Reinforcement Learning Enhanced Particle Swarm Optimization (RLEPSO)

Author: Tianjiang Says
Contributing institutions: School of Astronautics, Harbin Institute of Technology; National Key Laboratory of Rapid Design and Intelligent Swarm for Micro/Nano Spacecraft
References: Guan Yutong et al. Hyperparameter Auto-Tuning and Homotopy Methods for Spacecraft Long-Range Cooperative Rendezvous, Spacecraft Environment Engineering, 2026.

Definition

Reinforcement Learning Enhanced Particle Swarm Optimization (RLEPSO) is a hybrid optimization algorithm that combines the Deep Deterministic Policy Gradient (DDPG) with Hybrid Cluster Particle Swarm Optimization (HCPSO).
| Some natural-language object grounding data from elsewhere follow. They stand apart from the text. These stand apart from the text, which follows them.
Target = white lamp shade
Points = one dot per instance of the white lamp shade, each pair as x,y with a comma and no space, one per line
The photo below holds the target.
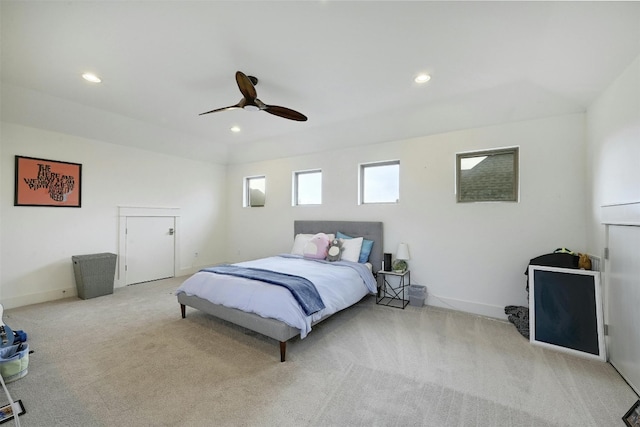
403,252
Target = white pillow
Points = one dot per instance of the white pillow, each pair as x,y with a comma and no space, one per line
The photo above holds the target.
351,249
301,241
317,247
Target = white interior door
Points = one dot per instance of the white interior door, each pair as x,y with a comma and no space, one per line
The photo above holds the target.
624,297
150,248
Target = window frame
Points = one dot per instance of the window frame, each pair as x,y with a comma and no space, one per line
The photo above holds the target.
515,189
295,201
247,191
361,181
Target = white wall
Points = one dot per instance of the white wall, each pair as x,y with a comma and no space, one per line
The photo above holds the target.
38,242
613,147
471,257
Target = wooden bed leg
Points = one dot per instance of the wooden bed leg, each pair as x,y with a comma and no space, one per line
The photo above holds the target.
283,350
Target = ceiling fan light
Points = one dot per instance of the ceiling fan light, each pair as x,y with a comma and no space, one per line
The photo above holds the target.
90,77
422,78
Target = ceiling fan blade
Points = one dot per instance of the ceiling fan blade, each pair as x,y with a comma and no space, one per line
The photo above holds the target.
247,88
287,113
231,107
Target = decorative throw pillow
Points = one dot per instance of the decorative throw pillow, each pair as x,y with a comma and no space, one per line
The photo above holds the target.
317,247
299,243
351,249
335,250
365,250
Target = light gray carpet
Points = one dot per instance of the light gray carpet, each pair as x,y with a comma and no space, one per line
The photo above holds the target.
128,359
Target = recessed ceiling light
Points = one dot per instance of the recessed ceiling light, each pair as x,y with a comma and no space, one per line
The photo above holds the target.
90,77
422,78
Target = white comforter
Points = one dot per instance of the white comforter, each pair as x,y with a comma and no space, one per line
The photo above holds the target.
340,285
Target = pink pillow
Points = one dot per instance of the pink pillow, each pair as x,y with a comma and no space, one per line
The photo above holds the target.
317,247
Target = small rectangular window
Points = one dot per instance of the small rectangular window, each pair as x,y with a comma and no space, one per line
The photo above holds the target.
307,187
254,191
487,176
380,182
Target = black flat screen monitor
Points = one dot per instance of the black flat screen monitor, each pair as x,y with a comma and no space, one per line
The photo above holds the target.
565,310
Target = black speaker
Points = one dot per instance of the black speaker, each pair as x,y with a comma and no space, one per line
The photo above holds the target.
387,262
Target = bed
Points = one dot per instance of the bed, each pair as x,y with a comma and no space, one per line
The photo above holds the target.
271,325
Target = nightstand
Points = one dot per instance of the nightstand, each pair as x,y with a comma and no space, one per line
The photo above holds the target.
391,286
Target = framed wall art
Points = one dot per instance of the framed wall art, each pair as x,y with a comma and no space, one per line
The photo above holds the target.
41,182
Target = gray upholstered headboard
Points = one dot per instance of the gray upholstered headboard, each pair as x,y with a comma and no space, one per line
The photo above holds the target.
370,230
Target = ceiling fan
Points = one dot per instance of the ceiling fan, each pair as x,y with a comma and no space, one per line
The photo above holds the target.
250,102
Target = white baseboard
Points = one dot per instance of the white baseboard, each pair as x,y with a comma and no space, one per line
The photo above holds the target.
39,297
466,306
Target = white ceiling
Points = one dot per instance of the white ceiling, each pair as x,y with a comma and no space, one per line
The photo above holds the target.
348,66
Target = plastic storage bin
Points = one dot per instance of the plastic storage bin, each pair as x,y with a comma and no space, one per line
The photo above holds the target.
94,274
417,295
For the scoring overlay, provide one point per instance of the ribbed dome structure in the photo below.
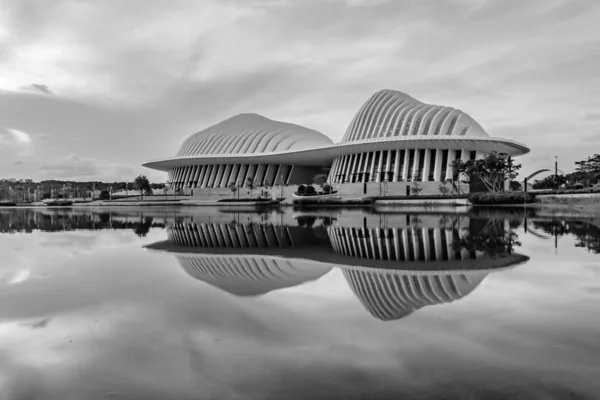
(390, 295)
(251, 133)
(250, 275)
(389, 113)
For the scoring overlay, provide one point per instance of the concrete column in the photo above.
(201, 174)
(426, 244)
(371, 169)
(334, 165)
(235, 169)
(437, 243)
(396, 166)
(284, 170)
(387, 164)
(291, 170)
(213, 175)
(251, 172)
(260, 174)
(415, 166)
(196, 176)
(276, 179)
(353, 167)
(437, 169)
(349, 160)
(465, 155)
(425, 177)
(217, 181)
(226, 176)
(358, 168)
(451, 157)
(270, 174)
(379, 165)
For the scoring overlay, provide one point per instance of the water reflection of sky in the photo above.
(90, 314)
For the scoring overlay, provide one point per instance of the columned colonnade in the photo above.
(399, 244)
(398, 165)
(220, 175)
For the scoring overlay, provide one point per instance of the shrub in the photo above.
(501, 198)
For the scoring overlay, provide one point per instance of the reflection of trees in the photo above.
(144, 226)
(587, 234)
(487, 236)
(27, 221)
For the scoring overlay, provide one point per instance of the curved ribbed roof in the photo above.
(250, 275)
(251, 133)
(389, 295)
(389, 113)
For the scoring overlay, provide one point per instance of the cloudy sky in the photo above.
(91, 89)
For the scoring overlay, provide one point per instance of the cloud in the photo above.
(593, 116)
(36, 87)
(314, 63)
(19, 136)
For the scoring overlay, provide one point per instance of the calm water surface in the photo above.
(223, 304)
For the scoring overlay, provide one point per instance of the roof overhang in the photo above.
(323, 156)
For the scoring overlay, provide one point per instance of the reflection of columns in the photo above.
(451, 157)
(396, 166)
(437, 169)
(425, 175)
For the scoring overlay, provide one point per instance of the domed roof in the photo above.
(394, 294)
(390, 113)
(251, 133)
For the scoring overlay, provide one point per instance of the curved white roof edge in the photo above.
(324, 155)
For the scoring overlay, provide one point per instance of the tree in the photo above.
(320, 179)
(549, 182)
(443, 189)
(251, 184)
(492, 170)
(142, 184)
(416, 189)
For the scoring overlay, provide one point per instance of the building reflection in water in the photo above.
(392, 270)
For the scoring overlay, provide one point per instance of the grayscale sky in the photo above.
(91, 89)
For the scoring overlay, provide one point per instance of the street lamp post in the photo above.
(556, 172)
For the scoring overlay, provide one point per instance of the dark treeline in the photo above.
(22, 188)
(28, 221)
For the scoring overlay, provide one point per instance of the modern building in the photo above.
(393, 138)
(392, 270)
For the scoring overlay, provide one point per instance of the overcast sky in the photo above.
(91, 89)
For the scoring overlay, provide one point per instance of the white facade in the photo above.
(393, 138)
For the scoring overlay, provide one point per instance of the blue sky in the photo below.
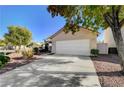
(35, 18)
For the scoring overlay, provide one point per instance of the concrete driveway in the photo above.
(53, 71)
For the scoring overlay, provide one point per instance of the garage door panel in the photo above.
(73, 47)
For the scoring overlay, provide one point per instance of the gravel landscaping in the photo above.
(108, 70)
(16, 61)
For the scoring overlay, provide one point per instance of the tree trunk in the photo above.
(119, 44)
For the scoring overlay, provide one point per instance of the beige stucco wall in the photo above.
(108, 37)
(82, 34)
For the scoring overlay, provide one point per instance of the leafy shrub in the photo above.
(1, 53)
(35, 50)
(3, 60)
(27, 53)
(94, 52)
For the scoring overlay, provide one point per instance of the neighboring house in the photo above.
(79, 43)
(108, 38)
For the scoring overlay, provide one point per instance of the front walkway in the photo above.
(53, 71)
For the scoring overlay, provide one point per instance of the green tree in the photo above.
(18, 36)
(94, 18)
(2, 43)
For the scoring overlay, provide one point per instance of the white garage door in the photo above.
(73, 47)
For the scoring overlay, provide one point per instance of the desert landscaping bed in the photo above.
(108, 70)
(16, 61)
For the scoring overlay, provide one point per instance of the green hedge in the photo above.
(3, 60)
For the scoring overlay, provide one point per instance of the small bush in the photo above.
(1, 53)
(27, 54)
(36, 51)
(3, 60)
(94, 52)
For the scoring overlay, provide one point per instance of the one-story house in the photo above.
(79, 43)
(108, 38)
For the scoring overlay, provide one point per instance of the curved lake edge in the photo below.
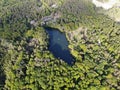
(71, 60)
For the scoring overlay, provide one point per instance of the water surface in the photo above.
(58, 45)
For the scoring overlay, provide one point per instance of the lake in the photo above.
(58, 45)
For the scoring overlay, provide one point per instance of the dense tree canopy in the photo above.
(27, 64)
RLEPSO uses the DDPG Actor network to autonomously and dynamically adjust HCPSO hyperparameters based on the particle search state, achieving autonomous tuning of algorithm parameters and significantly improving the searchability and convergence speed of the optimization algorithm.

Core Principles

Algorithm Architecture

RLEPSO embeds the DDPG framework on top of HCPSO:

Initialization: Set initial HCPSO parameters and establish DDPG Actor-Critic networks
State perception: Compute state variables from the current iteration state (stagnation time, duration, iteration progress, particle distribution dispersion, particle distribution direction)
Action output: The Actor network outputs hyperparameter adjustment actions
Parameter update: Decode actions into HCPSO parameters such as inertia weight and acceleration factors
Experience replay: Store experience samples for training the Critic network
Iterative optimization: Repeat steps 2-5 until convergence

State Design

RLEPSO uses the following state variables:

State Variable	Definition	Physical Meaning
$T_{stop}$	Stagnation start time	Detects whether the algorithm has stagnated
$T_{dur}$	Stagnation duration	Assesses the severity of stagnation
$T_{run}$	Iteration progress	Ratio of current iteration to maximum iterations
$D_s$	Particle distribution dispersion	Characterizes the degree of particle clustering
$D_r$	Particle distribution direction	Characterizes the directional properties of particle distribution

Actions and Reward

Action: The Actor network outputs a 16-dimensional action vector, decoded into 8 HCPSO hyperparameters ( $\omega_1, c_{11}, c_{12}, \mu_q, \omega_2, c_{21}, c_{22}, p_s$ )

Reward function:

r = \tanh\left((f_g - f_c) \cdot T_{run}\right)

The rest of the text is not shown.